Man Lost in Cave under Famous Church

Man Suffering from Dysentery Kills Self Rather Than Use Another Ethiopian Toilet

Two American Men Catch First-known Cases of Airborne Herpe-Syphillis Strain in Ethiopian Brothel

Americans Take Nap after Disappointment from Chewing Much Ballyhooed Chat Leaves

Despite the constant anxiety, worry, and necessary vigilance, there is one bright spot. Should we survive all of these unique and unusual experiences we get to then talk about having gone through them. I imagine myself dropping one casually into a dinner party conversation. Well, if you have ever fed a wild hyena you’d know that they do enjoy goat meat. Of you haven’t, well…(scoffing eyeroll)
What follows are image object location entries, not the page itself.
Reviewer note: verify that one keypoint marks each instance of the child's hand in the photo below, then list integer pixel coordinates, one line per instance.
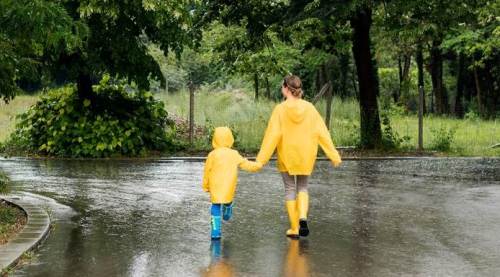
(258, 166)
(251, 166)
(336, 162)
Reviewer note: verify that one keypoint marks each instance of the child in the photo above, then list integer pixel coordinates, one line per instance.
(220, 176)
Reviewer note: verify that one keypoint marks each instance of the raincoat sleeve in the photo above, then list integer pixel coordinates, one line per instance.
(206, 173)
(325, 141)
(249, 165)
(271, 138)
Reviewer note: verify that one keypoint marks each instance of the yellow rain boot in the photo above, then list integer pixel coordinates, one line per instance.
(303, 207)
(293, 232)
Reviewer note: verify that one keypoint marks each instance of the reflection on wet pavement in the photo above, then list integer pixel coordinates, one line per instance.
(429, 217)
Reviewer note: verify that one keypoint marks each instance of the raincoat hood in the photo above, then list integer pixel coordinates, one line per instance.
(223, 137)
(295, 110)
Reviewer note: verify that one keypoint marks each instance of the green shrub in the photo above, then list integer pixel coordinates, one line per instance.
(4, 183)
(120, 121)
(442, 138)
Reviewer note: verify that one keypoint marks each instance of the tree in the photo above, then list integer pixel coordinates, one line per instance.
(119, 34)
(259, 16)
(33, 35)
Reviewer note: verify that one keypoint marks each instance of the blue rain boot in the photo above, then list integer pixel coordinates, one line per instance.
(227, 211)
(215, 250)
(215, 222)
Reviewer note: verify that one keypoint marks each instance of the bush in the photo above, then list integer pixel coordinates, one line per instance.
(4, 183)
(442, 138)
(121, 121)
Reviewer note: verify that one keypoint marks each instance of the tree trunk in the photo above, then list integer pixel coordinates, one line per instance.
(441, 97)
(397, 93)
(404, 86)
(320, 78)
(478, 93)
(371, 135)
(344, 74)
(329, 98)
(191, 113)
(256, 85)
(420, 67)
(459, 103)
(84, 87)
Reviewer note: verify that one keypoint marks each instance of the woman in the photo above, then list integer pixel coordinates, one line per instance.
(295, 129)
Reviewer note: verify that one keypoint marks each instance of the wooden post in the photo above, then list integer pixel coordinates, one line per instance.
(420, 118)
(191, 112)
(329, 98)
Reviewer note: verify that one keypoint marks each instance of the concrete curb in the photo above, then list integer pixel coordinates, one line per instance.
(33, 233)
(389, 158)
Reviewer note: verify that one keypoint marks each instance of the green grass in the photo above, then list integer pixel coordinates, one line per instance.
(248, 120)
(4, 183)
(9, 111)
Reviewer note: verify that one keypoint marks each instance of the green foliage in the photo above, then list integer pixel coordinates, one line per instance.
(34, 33)
(390, 138)
(8, 216)
(122, 122)
(442, 138)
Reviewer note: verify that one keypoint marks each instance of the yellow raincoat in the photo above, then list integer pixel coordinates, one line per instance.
(221, 167)
(295, 129)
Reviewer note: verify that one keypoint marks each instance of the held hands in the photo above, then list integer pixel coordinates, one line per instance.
(336, 162)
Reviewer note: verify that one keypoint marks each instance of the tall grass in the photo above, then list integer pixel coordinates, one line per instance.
(248, 119)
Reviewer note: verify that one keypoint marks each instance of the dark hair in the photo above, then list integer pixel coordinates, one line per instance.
(294, 84)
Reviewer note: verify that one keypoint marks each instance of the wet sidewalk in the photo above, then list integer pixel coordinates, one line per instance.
(430, 217)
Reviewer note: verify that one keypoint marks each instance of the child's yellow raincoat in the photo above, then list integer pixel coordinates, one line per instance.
(295, 129)
(221, 167)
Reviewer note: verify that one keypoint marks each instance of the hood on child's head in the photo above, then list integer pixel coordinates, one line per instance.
(295, 110)
(223, 137)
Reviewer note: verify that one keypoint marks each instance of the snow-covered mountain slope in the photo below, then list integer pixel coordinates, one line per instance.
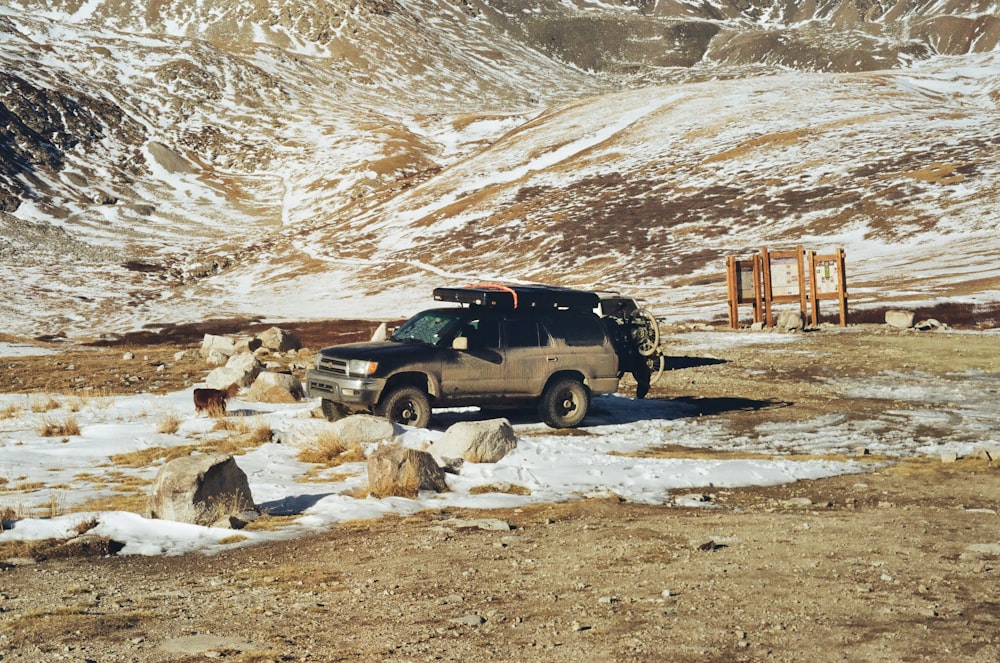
(173, 161)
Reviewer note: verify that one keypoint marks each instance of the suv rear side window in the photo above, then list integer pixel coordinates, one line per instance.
(524, 334)
(576, 329)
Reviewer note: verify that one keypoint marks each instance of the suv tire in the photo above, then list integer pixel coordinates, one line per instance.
(405, 405)
(564, 403)
(332, 410)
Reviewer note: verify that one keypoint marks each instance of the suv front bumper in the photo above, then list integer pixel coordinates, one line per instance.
(341, 389)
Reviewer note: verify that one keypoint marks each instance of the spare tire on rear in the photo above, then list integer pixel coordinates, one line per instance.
(564, 403)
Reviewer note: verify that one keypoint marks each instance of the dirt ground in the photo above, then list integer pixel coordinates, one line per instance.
(897, 564)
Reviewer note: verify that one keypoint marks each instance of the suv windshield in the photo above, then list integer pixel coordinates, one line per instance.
(430, 327)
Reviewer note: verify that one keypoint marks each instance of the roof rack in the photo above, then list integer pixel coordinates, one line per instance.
(519, 297)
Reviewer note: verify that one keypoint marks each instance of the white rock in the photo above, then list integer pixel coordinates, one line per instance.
(476, 441)
(899, 319)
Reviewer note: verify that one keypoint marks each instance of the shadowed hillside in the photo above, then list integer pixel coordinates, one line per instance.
(166, 161)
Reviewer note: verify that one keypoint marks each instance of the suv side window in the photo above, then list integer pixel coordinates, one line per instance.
(577, 330)
(524, 334)
(482, 333)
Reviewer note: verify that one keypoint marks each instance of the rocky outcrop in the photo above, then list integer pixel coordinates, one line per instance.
(206, 489)
(273, 387)
(394, 470)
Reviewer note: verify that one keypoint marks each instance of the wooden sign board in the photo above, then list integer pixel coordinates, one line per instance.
(784, 276)
(828, 281)
(743, 277)
(784, 279)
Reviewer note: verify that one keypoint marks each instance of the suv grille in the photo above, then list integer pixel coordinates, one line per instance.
(334, 365)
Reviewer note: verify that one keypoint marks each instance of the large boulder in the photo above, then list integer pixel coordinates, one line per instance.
(476, 441)
(394, 470)
(241, 369)
(273, 387)
(362, 429)
(213, 346)
(790, 321)
(203, 489)
(276, 339)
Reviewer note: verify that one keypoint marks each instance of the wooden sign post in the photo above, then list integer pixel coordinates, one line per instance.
(827, 280)
(784, 279)
(784, 276)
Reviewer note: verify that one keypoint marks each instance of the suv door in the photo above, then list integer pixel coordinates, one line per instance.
(479, 370)
(530, 356)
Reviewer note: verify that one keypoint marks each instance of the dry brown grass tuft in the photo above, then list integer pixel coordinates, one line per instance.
(505, 488)
(43, 403)
(319, 474)
(57, 428)
(330, 451)
(293, 574)
(406, 485)
(134, 502)
(246, 435)
(152, 455)
(268, 523)
(359, 493)
(9, 514)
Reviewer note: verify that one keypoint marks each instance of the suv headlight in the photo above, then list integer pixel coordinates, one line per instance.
(361, 368)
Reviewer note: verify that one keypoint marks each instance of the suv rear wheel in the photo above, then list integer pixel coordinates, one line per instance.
(405, 405)
(564, 403)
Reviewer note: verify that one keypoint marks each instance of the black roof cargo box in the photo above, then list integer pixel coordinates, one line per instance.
(519, 296)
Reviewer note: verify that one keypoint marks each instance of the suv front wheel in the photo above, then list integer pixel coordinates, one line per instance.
(333, 411)
(405, 405)
(564, 403)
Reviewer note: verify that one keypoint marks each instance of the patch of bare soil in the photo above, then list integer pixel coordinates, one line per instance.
(897, 564)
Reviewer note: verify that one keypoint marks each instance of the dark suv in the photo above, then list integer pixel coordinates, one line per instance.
(505, 346)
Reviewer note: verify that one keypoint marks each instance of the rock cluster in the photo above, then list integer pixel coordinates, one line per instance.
(237, 362)
(204, 489)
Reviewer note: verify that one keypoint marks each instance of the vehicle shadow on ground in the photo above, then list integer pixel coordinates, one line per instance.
(618, 410)
(612, 410)
(673, 363)
(293, 505)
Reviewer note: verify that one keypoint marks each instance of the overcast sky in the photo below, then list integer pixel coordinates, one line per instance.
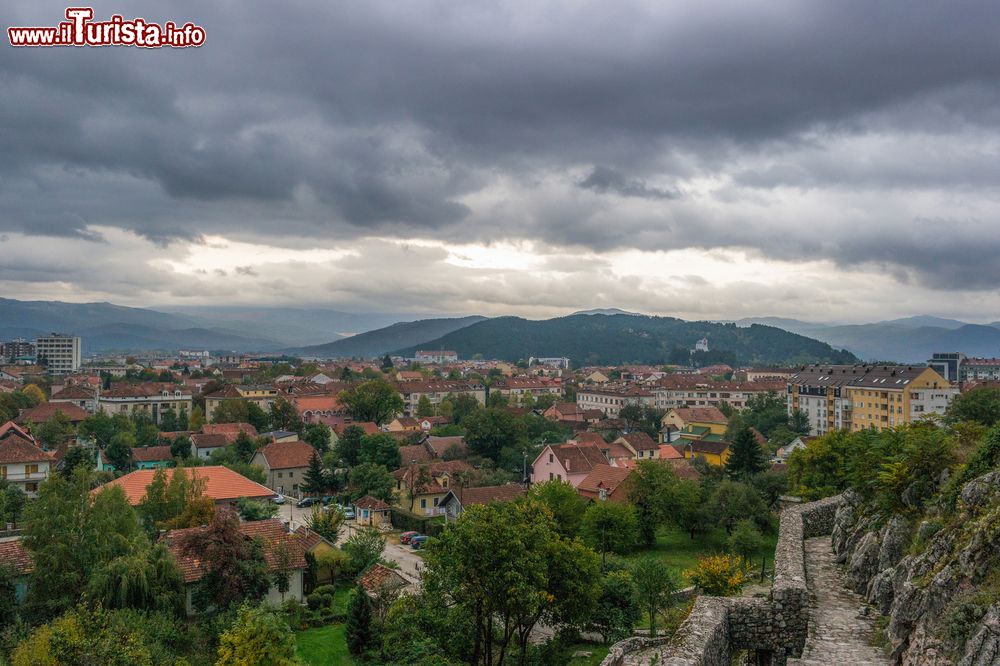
(820, 160)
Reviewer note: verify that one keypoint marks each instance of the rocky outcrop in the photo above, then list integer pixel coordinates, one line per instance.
(919, 574)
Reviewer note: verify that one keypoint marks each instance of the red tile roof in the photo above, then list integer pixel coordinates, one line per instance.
(221, 484)
(379, 577)
(372, 504)
(640, 441)
(486, 494)
(604, 476)
(16, 556)
(287, 455)
(15, 449)
(46, 410)
(271, 532)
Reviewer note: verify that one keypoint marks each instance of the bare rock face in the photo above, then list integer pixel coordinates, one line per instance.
(915, 590)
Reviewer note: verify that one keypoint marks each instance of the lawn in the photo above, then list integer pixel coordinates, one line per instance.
(681, 552)
(323, 646)
(599, 652)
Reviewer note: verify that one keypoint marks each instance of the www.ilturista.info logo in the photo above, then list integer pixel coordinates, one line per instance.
(80, 30)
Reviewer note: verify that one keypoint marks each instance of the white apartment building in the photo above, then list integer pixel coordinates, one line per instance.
(59, 353)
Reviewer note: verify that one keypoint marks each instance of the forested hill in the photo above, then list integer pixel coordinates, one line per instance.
(595, 339)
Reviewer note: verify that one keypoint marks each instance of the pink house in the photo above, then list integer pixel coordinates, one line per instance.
(571, 462)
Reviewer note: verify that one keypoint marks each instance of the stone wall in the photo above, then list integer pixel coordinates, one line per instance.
(775, 628)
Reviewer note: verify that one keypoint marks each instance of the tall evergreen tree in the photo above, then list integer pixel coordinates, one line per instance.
(358, 628)
(746, 457)
(314, 481)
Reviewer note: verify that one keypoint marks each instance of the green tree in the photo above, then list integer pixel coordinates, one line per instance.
(315, 481)
(377, 401)
(371, 479)
(119, 451)
(317, 435)
(234, 568)
(610, 527)
(71, 534)
(284, 416)
(488, 431)
(564, 502)
(358, 627)
(746, 539)
(349, 445)
(617, 610)
(981, 405)
(258, 637)
(327, 524)
(54, 432)
(652, 485)
(424, 407)
(380, 449)
(364, 548)
(655, 585)
(746, 457)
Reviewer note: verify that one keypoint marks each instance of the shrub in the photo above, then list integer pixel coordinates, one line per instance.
(718, 575)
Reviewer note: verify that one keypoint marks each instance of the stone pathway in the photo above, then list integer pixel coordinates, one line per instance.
(837, 635)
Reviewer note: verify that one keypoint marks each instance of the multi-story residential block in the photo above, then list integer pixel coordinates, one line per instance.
(443, 356)
(820, 392)
(857, 397)
(979, 369)
(892, 395)
(151, 398)
(11, 352)
(611, 399)
(436, 391)
(59, 353)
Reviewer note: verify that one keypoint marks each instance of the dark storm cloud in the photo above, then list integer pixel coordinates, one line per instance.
(335, 120)
(605, 179)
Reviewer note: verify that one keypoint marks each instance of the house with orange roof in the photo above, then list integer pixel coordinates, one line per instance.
(22, 463)
(222, 484)
(273, 537)
(607, 483)
(284, 464)
(570, 462)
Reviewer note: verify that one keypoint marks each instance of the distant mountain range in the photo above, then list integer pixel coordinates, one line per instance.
(383, 340)
(908, 340)
(105, 327)
(593, 339)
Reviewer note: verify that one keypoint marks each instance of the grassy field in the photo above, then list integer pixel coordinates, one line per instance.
(599, 653)
(323, 646)
(681, 552)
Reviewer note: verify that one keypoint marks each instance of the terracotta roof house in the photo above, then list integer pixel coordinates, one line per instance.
(459, 499)
(82, 396)
(203, 444)
(273, 537)
(284, 464)
(46, 410)
(143, 457)
(607, 483)
(570, 462)
(14, 555)
(379, 579)
(371, 511)
(642, 446)
(22, 463)
(221, 484)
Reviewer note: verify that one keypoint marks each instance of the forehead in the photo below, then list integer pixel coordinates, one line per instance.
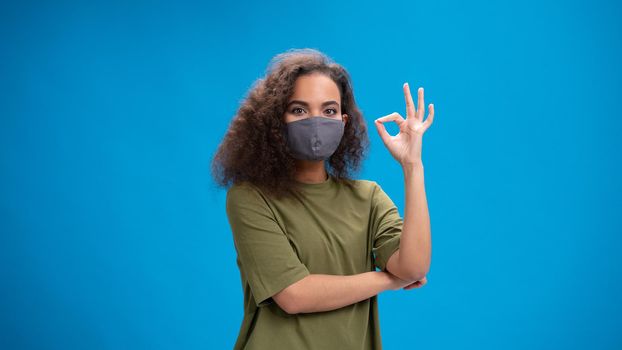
(315, 87)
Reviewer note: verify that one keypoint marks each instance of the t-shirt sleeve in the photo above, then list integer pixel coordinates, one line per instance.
(386, 227)
(268, 260)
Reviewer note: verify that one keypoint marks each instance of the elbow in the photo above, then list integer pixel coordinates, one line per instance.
(413, 274)
(289, 300)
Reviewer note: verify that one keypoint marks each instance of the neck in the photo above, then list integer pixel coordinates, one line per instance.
(309, 171)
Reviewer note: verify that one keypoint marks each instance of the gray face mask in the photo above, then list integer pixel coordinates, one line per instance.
(313, 138)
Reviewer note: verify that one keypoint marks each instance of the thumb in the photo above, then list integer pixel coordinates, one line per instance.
(382, 131)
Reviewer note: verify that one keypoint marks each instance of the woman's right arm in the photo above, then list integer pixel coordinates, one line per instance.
(321, 292)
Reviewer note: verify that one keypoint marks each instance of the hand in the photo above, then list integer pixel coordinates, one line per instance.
(405, 147)
(397, 283)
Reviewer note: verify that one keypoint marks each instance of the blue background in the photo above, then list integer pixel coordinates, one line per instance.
(114, 235)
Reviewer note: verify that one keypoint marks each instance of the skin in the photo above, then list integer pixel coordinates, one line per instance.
(322, 292)
(314, 89)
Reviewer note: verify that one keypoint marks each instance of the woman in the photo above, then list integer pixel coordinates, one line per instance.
(308, 237)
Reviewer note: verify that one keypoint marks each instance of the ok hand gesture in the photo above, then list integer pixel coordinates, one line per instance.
(405, 147)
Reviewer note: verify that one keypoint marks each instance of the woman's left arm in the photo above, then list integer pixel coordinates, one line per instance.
(412, 260)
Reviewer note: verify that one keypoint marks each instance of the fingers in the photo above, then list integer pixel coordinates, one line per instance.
(430, 118)
(384, 135)
(410, 105)
(420, 104)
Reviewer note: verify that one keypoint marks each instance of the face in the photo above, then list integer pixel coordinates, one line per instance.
(314, 94)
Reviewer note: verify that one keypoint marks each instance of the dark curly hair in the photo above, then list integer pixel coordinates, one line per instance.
(254, 148)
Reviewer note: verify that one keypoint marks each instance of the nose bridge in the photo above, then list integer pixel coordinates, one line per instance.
(315, 110)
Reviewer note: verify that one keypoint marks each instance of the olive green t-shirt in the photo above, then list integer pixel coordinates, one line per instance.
(332, 229)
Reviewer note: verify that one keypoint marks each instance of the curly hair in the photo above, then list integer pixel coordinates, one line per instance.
(254, 148)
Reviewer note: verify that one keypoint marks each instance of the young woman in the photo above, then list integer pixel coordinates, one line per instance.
(308, 237)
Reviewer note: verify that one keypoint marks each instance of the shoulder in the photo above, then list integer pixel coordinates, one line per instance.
(243, 192)
(365, 188)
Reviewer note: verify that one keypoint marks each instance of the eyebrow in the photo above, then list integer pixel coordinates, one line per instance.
(306, 104)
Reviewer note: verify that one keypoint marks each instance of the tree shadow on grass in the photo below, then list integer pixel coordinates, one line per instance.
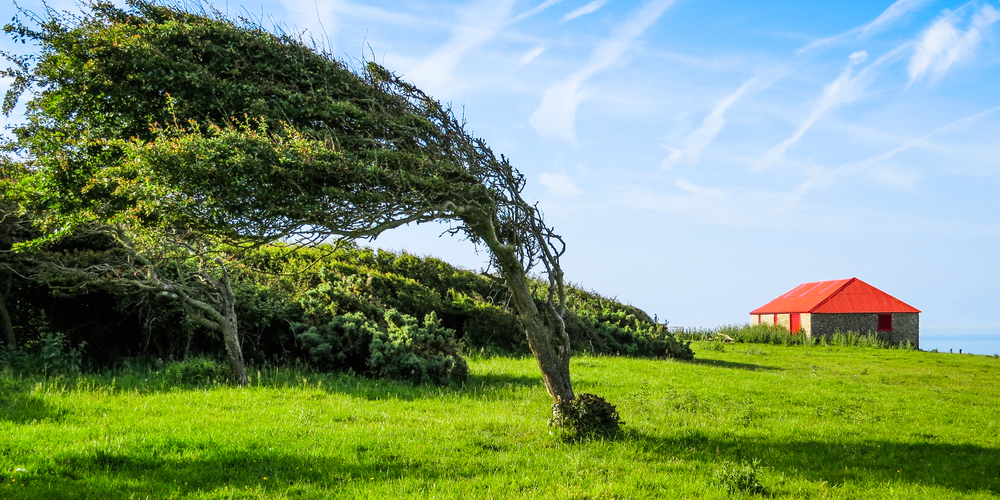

But that’s later and this is now. And now means I am not safe yet, but rather holding a meat covered stick out to one of the world’s fiercest predators. My knees shake a little. Herb snorts at me. This is what you brought me? I had goat for lunch. I begin a mantra that I can’t quite remember.

Herb snatches the meat from the side and runs off to his three buddies (Fred, Sally, and Jerry). He cackles with them, surely mocking the faranji (foreigner) who almost just wet himself while saying Please don’t eat me, Herb. Then he probably said, My name is Grumlu.

I walk back to the small group of spectators thanking Herb the whole way for leaving me intact and keeping me out of the news of the weird.

For now.

  1. #1 by greg galeone on July 23, 2015 - 6:20 pm

    Damo-Now you what I felt like handing you a tastykake.